Energy companies have not only implemented techniques in Western Colorado to reduce the effects of their exploration and production operations on mule deer, but also funded research that bolstered those efforts.
“The public needs to recognize that much of what we know was made possible through research generously funded by energy companies,” said Ron Velarde, manager of the Colorado Parks and Wildlife Northwest Region.
“This is very important because, just like in other areas of Colorado and the country, energy exploration within important wildlife habitat will likely continue for many years,” Velarde said.
Energy companies funded research conducted by Colorado Parks and Wildlife and Colorado State University on the effects of energy development on mule deer in the Piceance Basin in Garfield and Rio Blanco counties in Western Colorado.
The research concluded energy development over the past decade has fragmented deer habitat in some portions of the basin and led to changes in deer movement and mitigation patterns.

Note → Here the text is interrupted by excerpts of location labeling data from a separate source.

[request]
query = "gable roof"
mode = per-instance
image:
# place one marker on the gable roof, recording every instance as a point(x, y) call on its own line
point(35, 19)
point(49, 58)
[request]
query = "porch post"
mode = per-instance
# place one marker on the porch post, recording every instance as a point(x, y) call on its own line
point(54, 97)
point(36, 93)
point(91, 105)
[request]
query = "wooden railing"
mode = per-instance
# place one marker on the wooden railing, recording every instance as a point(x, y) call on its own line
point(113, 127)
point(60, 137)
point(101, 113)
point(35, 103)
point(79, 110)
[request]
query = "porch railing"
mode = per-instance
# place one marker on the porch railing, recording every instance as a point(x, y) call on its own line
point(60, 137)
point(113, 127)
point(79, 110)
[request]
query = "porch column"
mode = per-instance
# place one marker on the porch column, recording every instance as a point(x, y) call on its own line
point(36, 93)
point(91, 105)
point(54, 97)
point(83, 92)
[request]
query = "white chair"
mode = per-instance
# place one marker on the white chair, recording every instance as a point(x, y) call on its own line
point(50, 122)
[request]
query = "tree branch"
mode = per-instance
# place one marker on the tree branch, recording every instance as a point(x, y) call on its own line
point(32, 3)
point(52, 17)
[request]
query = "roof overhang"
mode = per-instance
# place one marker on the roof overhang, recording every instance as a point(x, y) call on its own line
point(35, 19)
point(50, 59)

The research also found, though, that mitigation techniques recommended by Colorado Parks and Wildlife and implemented by energy companies have worked in reducing effects on deer. Those techniques have included placing numerous wells on one pad rather than spreading them over a larger area, providing strategically placed wildlife seclusion areas and creating buffer zones using existing topography and vegetation.
“Without the funds for this research, it could have taken many more years before we found effective mitigation,” Velarde said.

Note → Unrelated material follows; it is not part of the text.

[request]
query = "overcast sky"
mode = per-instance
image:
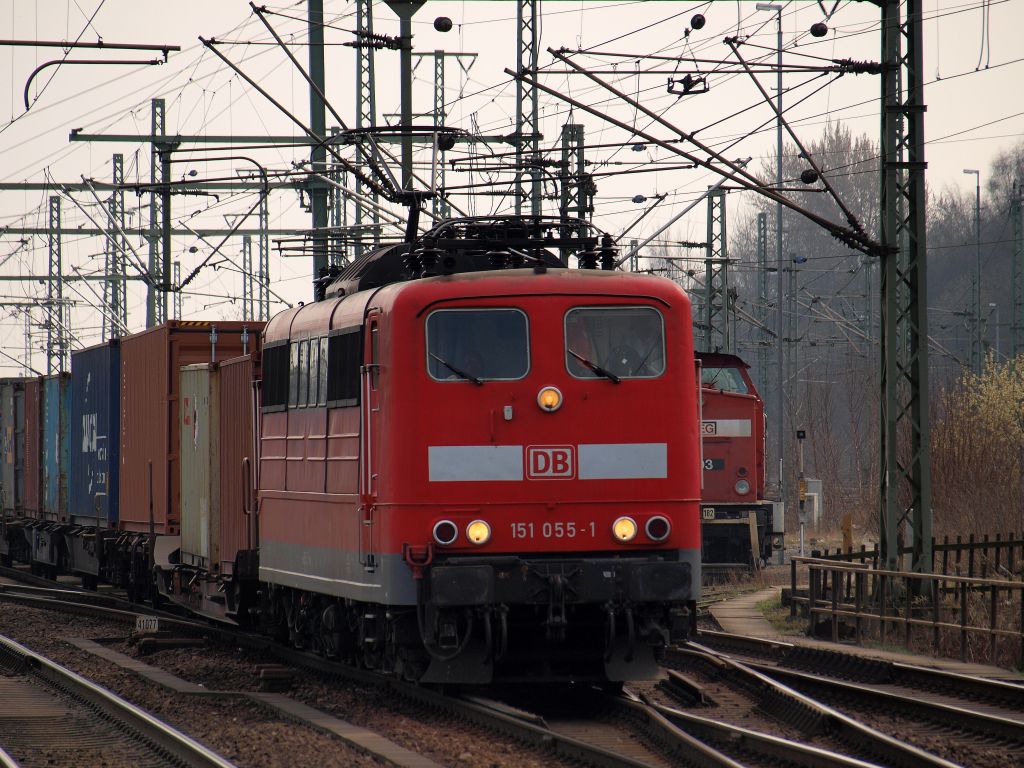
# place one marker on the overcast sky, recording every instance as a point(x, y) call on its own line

The outreach culminated in the development of the Colorado West Slope Mule Deer Strategy, a plan consisting of seven components specifically aimed at addressing shrinking deer populations. The Colorado Parks and Wildlife Commission approved the strategy in December, and the department recently approved an initial outlay of $500,000 for wildlife managers to begin implementing portions of the plan.
The statewide mule deer population has dropped to about 400,000 from an objective of 600,000, a decline attributed to increasing human population, increasing outdoor recreation in critical winter range, predation, impacts from severe winters or drought, high traffic volume, disease and habitat degradation.
While corporations are blamed for the effects of their operations on ecosystems, Velarde said it’s important to recognize when those same corporations offer help and find solutions.
“Mule deer and other wildlife are facing challenges from several sources,” Velarde said. “People need to start thinking about how their own activities affect wildlife and what they can do to help. Just pointing fingers at the energy industry is not a helpful solution to this difficult issue.”